Download the current exam topics PDF from the Cisco Learning Network for your specific exam. Compare it against your course or book's table of contents. Check the publication or last-updated date on your materials. Content present in the PDF but absent from your materials represents study gaps.
What changed in the 2020 Cisco certification restructuring?
CCNA collapsed from multiple specialty tracks into one 200-301 exam, adding automation/programmability (10%), SD-WAN concepts, and wireless fundamentals while removing legacy WAN protocols. CCNP went from three fixed exams (ROUTE/SWITCH/TSHOOT) to two exams: one mandatory core (ENCOR) plus one elective concentration.

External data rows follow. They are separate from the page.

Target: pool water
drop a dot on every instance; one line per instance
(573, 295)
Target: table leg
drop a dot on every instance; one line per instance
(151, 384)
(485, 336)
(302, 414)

Should I take an old or new Cisco exam version during the retirement window?
Take the old version if you're thoroughly prepared on its content and the retirement date gives you at least 2 months. Take the new version if your current study materials cover it or if the retirement deadline forces the choice. Never use old materials to prepare for the new exam without verifying content coverage.
Does Cisco update exam content without changing the exam code?
Yes. Cisco periodically revises the exam topics PDF (noted by version number updates within the document) without changing the exam code. These are content refreshes that add or refine topics. Download the current exam topics PDF at the start and 30 days before your scheduled exam to catch any updates.
Where does Cisco officially announce certification changes?
The Cisco Learning Network (learningnetwork.cisco.com) is the official announcement source. Cisco also emails registered candidates about changes to certifications they hold. Reddit communities (r/ccna, r/ccnp) typically surface exam content changes quickly after new versions launch based on community test-taker reports.